|
В этом городе варили самое вкусное пиво, пекли самый душистый хлеб, и умереть он хотел, въезжая в него в конце жаркого дня на исходе лета…
Но, вместо того чтобы умирать, он, сидя в тряской телеге, любовался колышущимися под ветром золотыми пшеничными полями и стоящими вдоль дороги серебристо-зелеными деревьями, на которые взбирались по приставным лестницам легконогие и быстрорукие сборщики олив. У каждого из них к животу была привязана корзина, и действовали юноши и девушки с изяществом и грацией, не залюбоваться которыми было невозможно. Притягивая к себе ветви левой рукой, правой они обирали мелкие черные плоды, причем ловкие пальцы их скользили сверху вниз, как при дойке коров, а рты не закрывались ни на мгновение. Сидя по двое на каждом дереве, они шутили, смеялись, обменивались любезностями, поддразнивали друг друга и казались беззаботными детьми, увлеченными забавной игрой. Золотоволосые аррантки замолкали, завидев телегу, влекомую парой круторогих волов, и, помахав Эвриху рукой, а то и послав воздушный поцелуй, вновь начинали щебетать с парнями, радуясь теплому солнечному дню, обильному урожаю и невесомым облакам, плывущим в прозрачно-голубом небе Верхней Аррантиады — лучшей из всех земель, по которым ступала когда-либо нога человека…
— Тартунг, там опять пожаловали эти… с приношениями. Выйди к ним, иначе они начнут шуметь и непременно разбудят хозяина.

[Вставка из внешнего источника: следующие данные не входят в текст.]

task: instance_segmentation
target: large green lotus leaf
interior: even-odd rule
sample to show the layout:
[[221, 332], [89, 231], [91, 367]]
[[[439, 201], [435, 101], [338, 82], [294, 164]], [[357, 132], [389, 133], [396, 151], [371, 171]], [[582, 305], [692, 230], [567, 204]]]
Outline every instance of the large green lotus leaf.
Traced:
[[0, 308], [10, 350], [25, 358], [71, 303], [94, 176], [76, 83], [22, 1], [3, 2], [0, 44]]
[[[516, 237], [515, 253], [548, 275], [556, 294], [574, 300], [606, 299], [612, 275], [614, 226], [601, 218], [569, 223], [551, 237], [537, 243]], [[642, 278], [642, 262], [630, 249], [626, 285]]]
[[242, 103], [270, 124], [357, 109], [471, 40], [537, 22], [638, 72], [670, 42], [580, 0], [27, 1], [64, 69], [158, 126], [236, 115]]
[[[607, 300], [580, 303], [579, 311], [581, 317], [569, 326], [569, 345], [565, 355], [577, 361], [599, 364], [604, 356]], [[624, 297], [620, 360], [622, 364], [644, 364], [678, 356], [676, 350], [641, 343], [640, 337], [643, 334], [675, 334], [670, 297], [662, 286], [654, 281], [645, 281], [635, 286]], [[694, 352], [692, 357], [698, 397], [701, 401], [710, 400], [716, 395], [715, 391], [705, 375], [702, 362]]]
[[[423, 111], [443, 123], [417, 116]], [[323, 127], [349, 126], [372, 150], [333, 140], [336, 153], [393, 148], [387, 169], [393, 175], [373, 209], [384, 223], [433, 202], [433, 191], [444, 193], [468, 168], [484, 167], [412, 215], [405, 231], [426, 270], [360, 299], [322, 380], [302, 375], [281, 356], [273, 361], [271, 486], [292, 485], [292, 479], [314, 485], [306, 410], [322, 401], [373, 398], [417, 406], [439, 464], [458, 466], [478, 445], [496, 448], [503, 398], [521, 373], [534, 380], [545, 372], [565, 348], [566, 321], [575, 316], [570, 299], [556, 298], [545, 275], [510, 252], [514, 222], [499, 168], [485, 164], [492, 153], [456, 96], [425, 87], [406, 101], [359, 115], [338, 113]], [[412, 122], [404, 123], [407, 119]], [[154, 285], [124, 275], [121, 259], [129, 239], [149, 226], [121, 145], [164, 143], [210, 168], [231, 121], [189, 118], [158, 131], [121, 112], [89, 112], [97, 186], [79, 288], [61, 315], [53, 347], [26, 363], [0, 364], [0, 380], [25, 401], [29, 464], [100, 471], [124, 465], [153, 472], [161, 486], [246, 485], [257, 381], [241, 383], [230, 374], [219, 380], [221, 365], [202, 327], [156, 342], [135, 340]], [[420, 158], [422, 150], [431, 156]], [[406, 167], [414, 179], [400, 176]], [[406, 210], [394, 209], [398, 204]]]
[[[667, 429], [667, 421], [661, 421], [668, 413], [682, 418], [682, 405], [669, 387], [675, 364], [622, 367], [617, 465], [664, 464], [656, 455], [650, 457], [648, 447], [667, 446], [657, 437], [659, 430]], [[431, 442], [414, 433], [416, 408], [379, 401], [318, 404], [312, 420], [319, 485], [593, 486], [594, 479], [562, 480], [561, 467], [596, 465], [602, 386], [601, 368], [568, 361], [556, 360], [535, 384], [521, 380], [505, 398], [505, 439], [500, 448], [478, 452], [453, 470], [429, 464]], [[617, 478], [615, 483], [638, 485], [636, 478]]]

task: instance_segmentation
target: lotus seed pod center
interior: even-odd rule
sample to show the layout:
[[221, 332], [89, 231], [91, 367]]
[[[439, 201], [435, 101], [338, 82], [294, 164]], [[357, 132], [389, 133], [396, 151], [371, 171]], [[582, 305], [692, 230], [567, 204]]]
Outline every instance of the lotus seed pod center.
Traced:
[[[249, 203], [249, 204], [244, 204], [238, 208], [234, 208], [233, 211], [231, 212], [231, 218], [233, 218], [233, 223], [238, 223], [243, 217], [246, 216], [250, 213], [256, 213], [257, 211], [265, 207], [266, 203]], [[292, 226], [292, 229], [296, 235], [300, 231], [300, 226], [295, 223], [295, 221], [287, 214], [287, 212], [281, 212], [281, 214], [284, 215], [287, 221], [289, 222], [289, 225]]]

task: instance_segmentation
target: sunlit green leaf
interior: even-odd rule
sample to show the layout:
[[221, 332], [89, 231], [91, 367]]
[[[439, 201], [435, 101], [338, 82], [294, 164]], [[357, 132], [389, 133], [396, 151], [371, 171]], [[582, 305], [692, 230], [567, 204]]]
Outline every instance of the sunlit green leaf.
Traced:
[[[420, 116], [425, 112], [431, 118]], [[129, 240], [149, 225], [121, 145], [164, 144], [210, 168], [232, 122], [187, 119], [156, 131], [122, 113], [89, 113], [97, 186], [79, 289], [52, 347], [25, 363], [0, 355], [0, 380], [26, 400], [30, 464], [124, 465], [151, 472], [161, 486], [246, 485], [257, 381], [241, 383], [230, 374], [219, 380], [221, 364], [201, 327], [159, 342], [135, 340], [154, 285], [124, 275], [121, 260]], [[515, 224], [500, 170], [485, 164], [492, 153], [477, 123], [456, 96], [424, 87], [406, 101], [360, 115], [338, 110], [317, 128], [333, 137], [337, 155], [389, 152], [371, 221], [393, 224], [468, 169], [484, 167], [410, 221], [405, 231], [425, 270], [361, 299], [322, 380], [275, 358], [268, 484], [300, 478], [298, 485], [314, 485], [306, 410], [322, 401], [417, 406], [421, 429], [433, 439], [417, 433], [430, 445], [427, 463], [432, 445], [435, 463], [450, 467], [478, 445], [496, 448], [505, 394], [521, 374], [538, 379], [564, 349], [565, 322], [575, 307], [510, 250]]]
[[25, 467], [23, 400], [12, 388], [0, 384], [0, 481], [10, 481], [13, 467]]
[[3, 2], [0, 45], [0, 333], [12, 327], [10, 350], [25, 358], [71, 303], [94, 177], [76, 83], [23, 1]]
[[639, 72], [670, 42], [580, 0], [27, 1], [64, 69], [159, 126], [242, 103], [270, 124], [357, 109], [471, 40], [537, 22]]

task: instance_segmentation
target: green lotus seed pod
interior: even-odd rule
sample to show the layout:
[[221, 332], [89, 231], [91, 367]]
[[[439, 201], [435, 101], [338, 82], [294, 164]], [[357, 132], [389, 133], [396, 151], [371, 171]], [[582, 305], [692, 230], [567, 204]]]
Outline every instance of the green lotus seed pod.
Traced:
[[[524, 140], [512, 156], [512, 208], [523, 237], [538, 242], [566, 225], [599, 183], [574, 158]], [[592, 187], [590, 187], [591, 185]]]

— О, Великий Дракон! Да когда же они все наконец разъедутся? Ходят и ходят, словно тут постоялый двор! Дай ему это питье, когда проснется…
Когда проснется? Но он уже проснулся. Вот только глаза открывать не хочется. Не хочется никого видеть и ничего слышать. И как грустно, что проснулся он в пахнущем дымом шатре, стоящем на берегу Голубого озера, в сердце Мономатаны, а не на телеге, въезжающей в его родной город, в мире, где человека не принято, да и невозможно подкарауливать и избивать до полусмерти. Где людей нельзя продавать и покупать, как бессловесную скотину, где голодный будет накормлен, умирающий от жажды — напоен, а нуждающийся в крове приглашен к очагу.
Он попытался повернуться на бок, и тотчас от нахлынувшей боли перехватило дыхание. Осколки острых камней, которыми, казалось, была набита его грудь, зашевелились, норовя вылезти наружу, пробив влажную, расползающуюся от пота кожу. Эврих стиснул зубы и послал своему измочаленному, изломанному телу приказ уняться и перестать жаловаться. Попробовал вызвать жаркую волну целительной силы, но из этого ничего не вышло. Что же эти гады мне отбили? — спросил он себя, но ни сил, ни желания отвечать на этот вопрос у него не нашлось. Пучина боли затягивала его, как топкое, цепкое болото, и он погружался в него, растворялся в нем, находя странную, противоестественную, горькую радость в страдании. Краешком сознания он понимал, что не должен поддаваться охватившей его слабости, что стоит только захотеть, и боль уйдет. Глупо пестовать в себе детскую обиду на несправедливость, равнодушие и жестокость мира, в котором он оказался по собственной воле и от которого наивно было ожидать чего-то иного. Глупо, недостойно, и все же… Спасительное желание жить не приходило, не возвращалось, а боль, ну что ж, она была не слишком дорогой платой за обретение вечного покоя…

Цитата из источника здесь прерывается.